Béatrice elle-même a vécu un épisode similaire. Ayant accès à un téléphone chez des voisins, elle appelle l’ambassade, tombant sur une dame à qui elle demande de l’aide. La réponse est la même : "Désolé, on ne peut rien pour vous." Même sa demande de transmettre un message à Michel Cuingnet se heurte à un refus.
Jean-Michel Marlaud, interrogé sur l’identité de la personne ayant répondu à l’appel, admet ne pas savoir.
Pierre Nsanzimana, un autre employé, a également tenté sa chance. Son fils Étienne, dans le livre "Papa, qu’est-ce qu’on a fait au Rwanda ?" de Laurent Larcher, se souvient parfaitement de l’appel de son père à l’ambassade.

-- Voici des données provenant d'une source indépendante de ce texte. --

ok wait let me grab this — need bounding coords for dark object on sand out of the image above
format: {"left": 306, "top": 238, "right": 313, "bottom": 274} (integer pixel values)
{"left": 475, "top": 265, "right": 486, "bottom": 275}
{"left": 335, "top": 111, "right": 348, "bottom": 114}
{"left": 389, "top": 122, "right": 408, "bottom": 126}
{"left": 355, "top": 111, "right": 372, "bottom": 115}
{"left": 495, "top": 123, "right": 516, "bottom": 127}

Surpris d’apprendre que Pierre et sa famille étaient encore en vie, un gradé de l’ambassade promet que des militaires viendraient les chercher.
Finalement, Pierre sera le seul employé de l’ambassade évacué par la France, mais il affirme que cette évacuation n’est pas le fait de l’ambassadeur, mais plutôt d’un officier français qu’il avait aidé dans le passé.
Ces récits mettent en lumière non seulement la détresse des employés rwandais de l’ambassade, mais aussi l’indifférence et le manque d’action de la part des responsables français.
Trente ans après, le ressentiment et l’incompréhension demeurent forts parmi les survivants, tandis que les responsables français continuent de justifier leurs actions avec des arguments erronés face aux témoignages accablants des victimes du génocide qui a coûté la vie à plus d’un million d’innocents.